The project´s overall goal was to show how AI can be used to control critical processes in a larger facility in urban environments with the aim of reducing its total climate impact. In addition, develop digital tools for holistic decision support as well as develop opportunities for civic involvement by creating a circular sharing economy. Our AI-based models show that considerable energy efficiency can be achieved if the incentives for cost efficiency are followed. For project partner Swegreen, this would mean a reduction in energy costs of approx. 70% units.

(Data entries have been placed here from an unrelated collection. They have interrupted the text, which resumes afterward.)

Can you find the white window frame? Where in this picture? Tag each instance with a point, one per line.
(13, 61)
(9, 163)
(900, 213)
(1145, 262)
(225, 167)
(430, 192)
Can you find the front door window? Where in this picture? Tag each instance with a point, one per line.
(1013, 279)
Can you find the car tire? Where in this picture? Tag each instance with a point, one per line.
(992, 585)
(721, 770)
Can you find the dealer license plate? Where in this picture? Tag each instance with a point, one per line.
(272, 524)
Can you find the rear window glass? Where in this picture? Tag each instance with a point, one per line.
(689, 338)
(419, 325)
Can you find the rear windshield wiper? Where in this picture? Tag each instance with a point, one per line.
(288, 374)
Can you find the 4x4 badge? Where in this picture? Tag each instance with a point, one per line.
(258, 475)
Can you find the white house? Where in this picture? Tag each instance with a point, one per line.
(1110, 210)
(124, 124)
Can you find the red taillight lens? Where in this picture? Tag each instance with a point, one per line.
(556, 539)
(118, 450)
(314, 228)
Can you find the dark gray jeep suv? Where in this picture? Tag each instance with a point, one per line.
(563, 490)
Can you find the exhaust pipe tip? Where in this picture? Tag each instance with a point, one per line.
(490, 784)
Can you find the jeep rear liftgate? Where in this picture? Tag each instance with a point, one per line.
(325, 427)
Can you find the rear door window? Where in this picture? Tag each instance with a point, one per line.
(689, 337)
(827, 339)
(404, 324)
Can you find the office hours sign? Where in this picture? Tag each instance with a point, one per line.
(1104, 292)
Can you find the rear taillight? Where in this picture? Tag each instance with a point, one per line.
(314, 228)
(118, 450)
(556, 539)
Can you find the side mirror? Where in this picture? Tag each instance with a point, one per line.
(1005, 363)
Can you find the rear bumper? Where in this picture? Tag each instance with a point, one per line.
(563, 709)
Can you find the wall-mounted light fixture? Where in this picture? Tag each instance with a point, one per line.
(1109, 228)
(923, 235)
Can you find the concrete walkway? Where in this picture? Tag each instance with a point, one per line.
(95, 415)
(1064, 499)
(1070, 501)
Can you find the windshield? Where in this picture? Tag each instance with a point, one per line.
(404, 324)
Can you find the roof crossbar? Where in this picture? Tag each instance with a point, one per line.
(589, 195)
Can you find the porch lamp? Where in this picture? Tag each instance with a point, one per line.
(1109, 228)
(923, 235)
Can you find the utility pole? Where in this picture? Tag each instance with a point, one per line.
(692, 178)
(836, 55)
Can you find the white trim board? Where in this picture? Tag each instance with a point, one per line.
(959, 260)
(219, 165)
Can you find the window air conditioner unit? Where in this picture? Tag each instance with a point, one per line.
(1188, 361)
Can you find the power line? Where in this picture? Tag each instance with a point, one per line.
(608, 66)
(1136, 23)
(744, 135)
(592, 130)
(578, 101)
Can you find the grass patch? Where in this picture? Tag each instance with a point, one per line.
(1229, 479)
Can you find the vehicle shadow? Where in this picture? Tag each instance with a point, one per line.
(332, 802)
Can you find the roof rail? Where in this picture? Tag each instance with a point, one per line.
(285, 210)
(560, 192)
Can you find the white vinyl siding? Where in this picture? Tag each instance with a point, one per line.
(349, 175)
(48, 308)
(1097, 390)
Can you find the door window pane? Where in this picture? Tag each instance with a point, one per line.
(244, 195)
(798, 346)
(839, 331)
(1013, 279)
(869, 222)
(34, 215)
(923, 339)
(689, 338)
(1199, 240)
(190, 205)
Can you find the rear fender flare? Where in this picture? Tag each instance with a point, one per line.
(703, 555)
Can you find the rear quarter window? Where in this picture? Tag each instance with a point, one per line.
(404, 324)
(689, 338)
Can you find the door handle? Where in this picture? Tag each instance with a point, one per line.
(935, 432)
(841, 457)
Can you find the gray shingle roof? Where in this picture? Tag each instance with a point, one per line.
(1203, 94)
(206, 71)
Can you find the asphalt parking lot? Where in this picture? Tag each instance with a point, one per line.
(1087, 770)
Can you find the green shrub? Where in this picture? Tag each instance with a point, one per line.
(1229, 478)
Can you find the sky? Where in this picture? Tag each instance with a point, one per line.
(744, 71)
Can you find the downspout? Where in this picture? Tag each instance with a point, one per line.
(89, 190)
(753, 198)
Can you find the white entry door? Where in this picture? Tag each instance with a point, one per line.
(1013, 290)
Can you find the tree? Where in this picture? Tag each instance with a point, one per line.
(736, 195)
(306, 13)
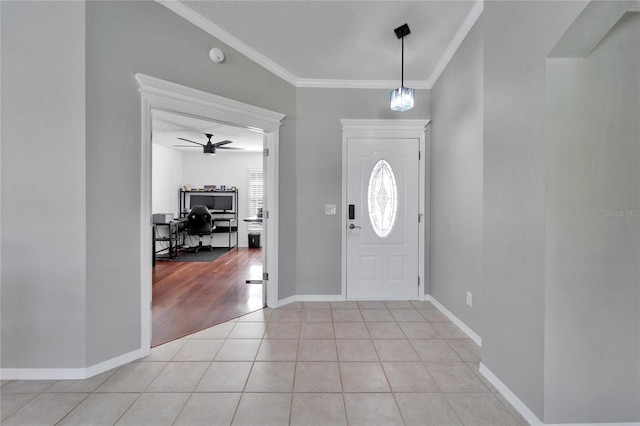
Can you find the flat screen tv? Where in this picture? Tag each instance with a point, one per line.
(216, 203)
(223, 203)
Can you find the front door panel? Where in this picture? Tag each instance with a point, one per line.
(382, 236)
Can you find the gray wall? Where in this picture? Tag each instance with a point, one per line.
(125, 38)
(43, 178)
(71, 292)
(319, 175)
(517, 38)
(456, 182)
(592, 315)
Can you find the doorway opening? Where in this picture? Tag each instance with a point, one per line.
(204, 274)
(161, 95)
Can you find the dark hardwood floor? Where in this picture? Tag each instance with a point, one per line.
(192, 296)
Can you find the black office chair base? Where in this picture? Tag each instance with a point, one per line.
(199, 247)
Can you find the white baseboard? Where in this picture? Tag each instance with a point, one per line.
(520, 406)
(461, 325)
(68, 373)
(311, 298)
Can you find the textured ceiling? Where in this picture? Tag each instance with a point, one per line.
(342, 40)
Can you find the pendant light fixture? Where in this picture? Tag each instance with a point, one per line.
(402, 97)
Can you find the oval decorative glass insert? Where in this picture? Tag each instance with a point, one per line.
(382, 198)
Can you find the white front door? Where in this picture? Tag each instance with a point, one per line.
(382, 219)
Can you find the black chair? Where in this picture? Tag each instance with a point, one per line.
(200, 224)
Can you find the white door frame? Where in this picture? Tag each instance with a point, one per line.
(161, 94)
(391, 129)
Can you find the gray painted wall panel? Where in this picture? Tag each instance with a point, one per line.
(518, 38)
(125, 38)
(319, 175)
(592, 318)
(43, 175)
(456, 182)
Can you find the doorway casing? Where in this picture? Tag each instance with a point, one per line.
(164, 95)
(392, 129)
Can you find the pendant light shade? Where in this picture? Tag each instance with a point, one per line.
(402, 98)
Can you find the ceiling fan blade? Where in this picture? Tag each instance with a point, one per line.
(187, 140)
(225, 142)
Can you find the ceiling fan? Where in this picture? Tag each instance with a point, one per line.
(209, 147)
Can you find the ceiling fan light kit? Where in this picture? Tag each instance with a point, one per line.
(402, 98)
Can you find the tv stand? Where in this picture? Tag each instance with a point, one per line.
(225, 233)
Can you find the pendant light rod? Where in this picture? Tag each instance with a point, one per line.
(402, 66)
(401, 31)
(402, 99)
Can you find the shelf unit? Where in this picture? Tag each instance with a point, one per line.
(226, 223)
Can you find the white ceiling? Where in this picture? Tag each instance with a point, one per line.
(168, 127)
(326, 43)
(315, 43)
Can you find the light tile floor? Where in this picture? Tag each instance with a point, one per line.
(315, 363)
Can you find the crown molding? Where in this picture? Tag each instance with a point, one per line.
(359, 84)
(201, 22)
(457, 40)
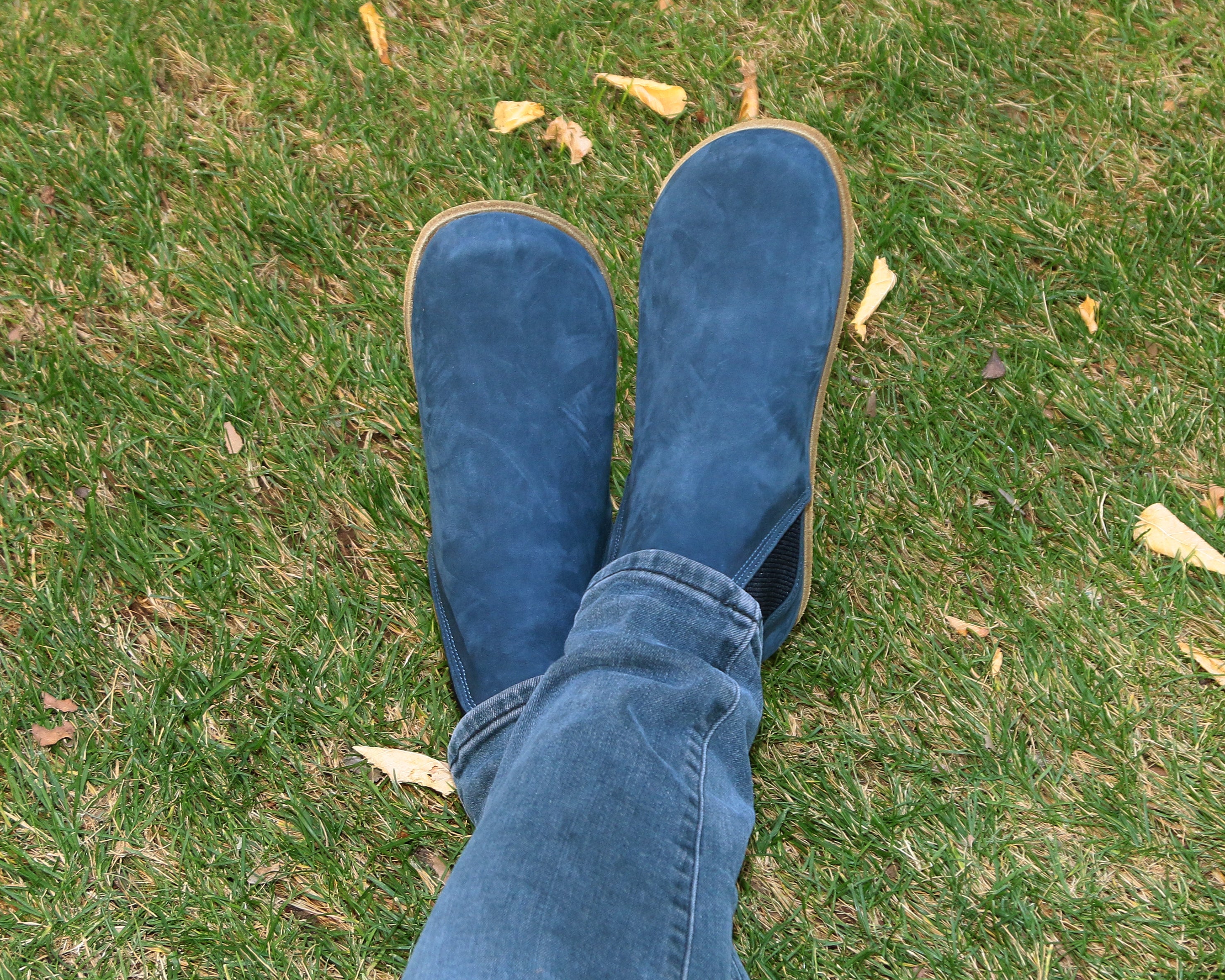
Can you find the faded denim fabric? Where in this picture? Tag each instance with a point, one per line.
(612, 795)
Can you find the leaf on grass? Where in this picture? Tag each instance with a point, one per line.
(317, 912)
(1214, 502)
(268, 874)
(879, 287)
(510, 116)
(48, 736)
(567, 134)
(409, 767)
(59, 704)
(375, 29)
(995, 369)
(233, 440)
(964, 629)
(1214, 666)
(1088, 312)
(1164, 533)
(667, 100)
(750, 96)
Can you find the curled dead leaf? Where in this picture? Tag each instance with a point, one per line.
(233, 440)
(59, 704)
(667, 100)
(995, 368)
(48, 736)
(510, 116)
(567, 134)
(1088, 312)
(374, 24)
(409, 767)
(1214, 502)
(313, 911)
(1214, 666)
(964, 629)
(879, 286)
(750, 96)
(1162, 532)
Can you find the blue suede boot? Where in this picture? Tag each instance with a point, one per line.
(514, 346)
(742, 296)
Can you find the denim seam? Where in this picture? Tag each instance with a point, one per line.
(485, 729)
(770, 541)
(697, 843)
(699, 590)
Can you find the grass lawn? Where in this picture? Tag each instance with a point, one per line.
(207, 210)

Expected results and effects

The project has demonstrated that the management of infrastructure, such as indoor vertical farming, is feasible and that the needs of other stakeholders can be met through domain-specific AI algorithms. Decision support has been developed through a digital twin, which also improves communication among different actors. An app has been created for the development of civic circular sharing economy. We show that tangible and quantitative improvements for the environment and climate can be achieved through minimal investments based on AI algorithms.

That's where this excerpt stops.